Letteratura

“Con molta cura” di Cesari, il libro dell’anno nato su Facebook

23 Dicembre 2017

Per  mesi, migliaia di persone alla mattina o alla sera o anche mentre lavoravano si sono rannicchiate in un piccola piazza su Facebook. Strette fino a sentire l’una il respiro dell’altra, tutte attorno a un uomo con in mano un’anfora che spargeva parole e unguenti profumati di meraviglia sulle loro dita.

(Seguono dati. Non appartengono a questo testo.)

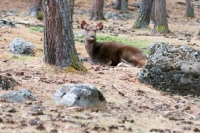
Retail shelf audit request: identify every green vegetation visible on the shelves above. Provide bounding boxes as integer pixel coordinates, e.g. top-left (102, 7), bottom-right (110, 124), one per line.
top-left (4, 54), bottom-right (34, 62)
top-left (30, 26), bottom-right (44, 33)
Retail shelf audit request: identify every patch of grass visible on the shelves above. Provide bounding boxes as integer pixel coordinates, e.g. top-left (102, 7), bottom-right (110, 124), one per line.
top-left (30, 26), bottom-right (44, 33)
top-left (4, 54), bottom-right (34, 62)
top-left (97, 35), bottom-right (150, 54)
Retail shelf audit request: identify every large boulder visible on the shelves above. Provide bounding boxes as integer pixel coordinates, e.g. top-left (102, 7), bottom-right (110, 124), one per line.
top-left (54, 84), bottom-right (106, 109)
top-left (9, 38), bottom-right (35, 56)
top-left (138, 43), bottom-right (200, 96)
top-left (0, 89), bottom-right (36, 103)
top-left (0, 75), bottom-right (18, 90)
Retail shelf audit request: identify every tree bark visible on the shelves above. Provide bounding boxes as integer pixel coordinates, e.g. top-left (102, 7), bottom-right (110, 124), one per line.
top-left (43, 0), bottom-right (83, 70)
top-left (120, 0), bottom-right (128, 13)
top-left (133, 0), bottom-right (153, 29)
top-left (151, 0), bottom-right (155, 21)
top-left (113, 0), bottom-right (121, 10)
top-left (29, 0), bottom-right (43, 17)
top-left (153, 0), bottom-right (170, 33)
top-left (90, 0), bottom-right (105, 20)
top-left (185, 0), bottom-right (194, 18)
top-left (68, 0), bottom-right (74, 23)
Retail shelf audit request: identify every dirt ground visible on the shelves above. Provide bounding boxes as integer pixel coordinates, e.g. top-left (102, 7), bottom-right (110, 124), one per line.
top-left (0, 0), bottom-right (200, 133)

“Io sono nient’altro che la cura che faccio. E non sono solo nel farla. La cura presuppone l’esercizio dell’amore. Non c’è altra vita che questa, questa vita meravigliosa che permette altra vita. In una ghirlanda magica, un rimandarsi continuo”.

Severino Cesari è stato assieme a Paolo Repetti il papà della fortunata collana ‘pop’ di Einaudi ‘Stile Libero’ e uno dei più importanti editor italiani degli ultimi decenni. Un monaco della letteratura  votato a far fiorire germogli di carta finché ha deciso di aprire un profilo sul social più chiassoso. E’ accaduto nel 2014 negli anni successivi a un trapianto di rene e alla lotta contro un cancro “subdolo e geniale” e poco prima di essere travolto da un secondo tumore e da varie ischemie.

“Emanuela (la moglie, ndr) mi disse: ‘Tu hai bisogno di aprirti, non di chiuderti, Facebook può essere l’occasione. (….) La guardai con commiserazione, come chi è abituata a vedere il lato più semplice delle cose. Il giorno dopo, cautamente, ero al computer, a scrivere”.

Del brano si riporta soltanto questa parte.